Statistiques et dépression

Je vais aujourd’hui témoigner sur mes début dans la vie active.
On m’avait alors proposé un emploi un peu en dessous mes compétences et diplômes mais qui était quelque chose que j’avais envie de faire. J’avais fait fi de toutes les personnes qui me disaient : « Accepte le premier travail qu’on te proposera, à notre époque c’est difficile d’avoir un travail. blablabla ». J’avais d’ailleurs refusé un emploi d’un certain grand de la téléphonie/internet qui a connu une vague de suicide, emploi qui m’avait été présenté ainsi dans les grandes lignes : « est ce que vous supportez bien le stress? Parce que votre N+1 va vous pousser à bout, sera toujours derrière vous à vous relancer et à vous crier dessus pour plus de résultats ». J’avais refusé et finalement accepté un emploi de sous-traitant qui me plaisait bien.

Au début tout va bien, et puis au fur et à mesure, on nous inonde de mail de statistiques, on sors des stats pour comparer le nombre d’appels que tel collègue a pris, le nombre d’incidents que tel autre à fermé, etc. Le ressenti utilisateur? Aucun intérêt. Tu as passé 3 jours sur un dossier? C’est pas grave s’il permet de résoudre des gros problèmes généraux car tu n’as fais qu’un dossier alors que Jean-Michel a clos 30 dossiers, même si c’était des installations. Bien sur Jean-Michel avait bien fait son travail, on avait juste chacun fait un travail différent qui était ressenti différemment par les utilisateurs. Et finalement c’est une multitude de choses comme ça, de harcèlement : tu as passé 6 minutes de pauses au lieu de 5, tu as dépanné quelqu’un alors qu’on avait pas reçu de dossier, tu as fais tant de dossiers ce mois ci en tant de minutes. Bien sur les stats générales présentaient toujours des smileys verts souriant pour rassurer le client. Les SLA étaient toujours bons, les utilisateurs étaient satisfaits, le travail se passait dans de bonnes conditions, mais un chef c’est fait pour gueuler, pas pour travailler.

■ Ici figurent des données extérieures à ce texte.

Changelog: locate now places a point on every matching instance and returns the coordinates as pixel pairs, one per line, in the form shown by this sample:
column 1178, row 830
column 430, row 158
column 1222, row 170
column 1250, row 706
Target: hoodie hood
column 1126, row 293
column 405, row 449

Au final, des démissions, des demande de mutations, etc. Mais un bon N+1 sait avoir l’air parfait aux yeux de ton N+2, du coup lui est irréprochable mais tous ses employés sont des incompétents.

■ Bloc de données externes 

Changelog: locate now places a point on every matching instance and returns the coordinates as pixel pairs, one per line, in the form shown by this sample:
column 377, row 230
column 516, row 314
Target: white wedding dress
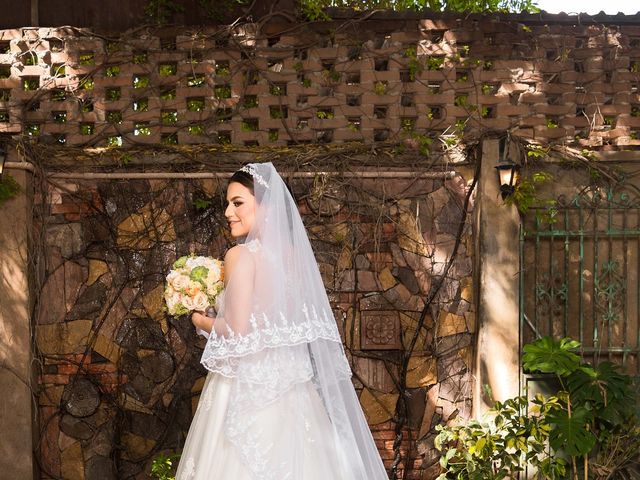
column 278, row 402
column 209, row 455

J’ai donc fini par avoir un déclic et changer de job. Certains de mes collègues avaient réussi à le faire avant, d’autres ont mis plus de temps. Quand j’ai été à la médecine du travail après et que j’ai raconté à la demande de la médecin mon job inférieur, j’ai été diagnostiqué comme en dépression. Ah, c’était donc ça!

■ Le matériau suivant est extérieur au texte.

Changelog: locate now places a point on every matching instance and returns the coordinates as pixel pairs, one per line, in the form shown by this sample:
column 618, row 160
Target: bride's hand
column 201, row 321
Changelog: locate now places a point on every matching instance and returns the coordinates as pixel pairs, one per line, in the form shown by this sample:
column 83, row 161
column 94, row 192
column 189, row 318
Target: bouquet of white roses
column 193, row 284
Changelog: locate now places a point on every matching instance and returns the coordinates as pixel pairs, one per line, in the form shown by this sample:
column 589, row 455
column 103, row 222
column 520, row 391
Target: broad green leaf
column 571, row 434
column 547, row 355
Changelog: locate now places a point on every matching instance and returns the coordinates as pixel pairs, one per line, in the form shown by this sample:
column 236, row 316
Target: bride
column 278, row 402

Cela fait maintenant 3 ans et demi que j’ai quitté cette entreprise. Je me suis donné les moyens et ai changé ma façon de voir les choses. J’ai accepté le chômage au lieu d’en avoir peur, le voyant comme une chance d’avoir le temps de trouver quelque chose qui me plait. J’ai préféré choisir ma vie en fonction de ce que j’aimais, travailler dans une entreprise où je me sens bien car tant qu’à passer 8h au même endroit, autant s’y sentir bien. Mon objectif n’est pas abouti et je compte me réorienter pour être encore plus en accords avec mes envies et mes principes.

La morale là-dedans? J’ai appris la semaine dernière qu’enfin, des voix s’étaient élevées et que mon fameux N+1 était enfin reconnu pour ce qu’il était et qu’il avait été remplacé par des personnes bien plus compétentes, humaines et dotées d’une bonne réputation auprès des collaborateurs. Comme quoi, le retour de bâton existe et cela fait plaisir.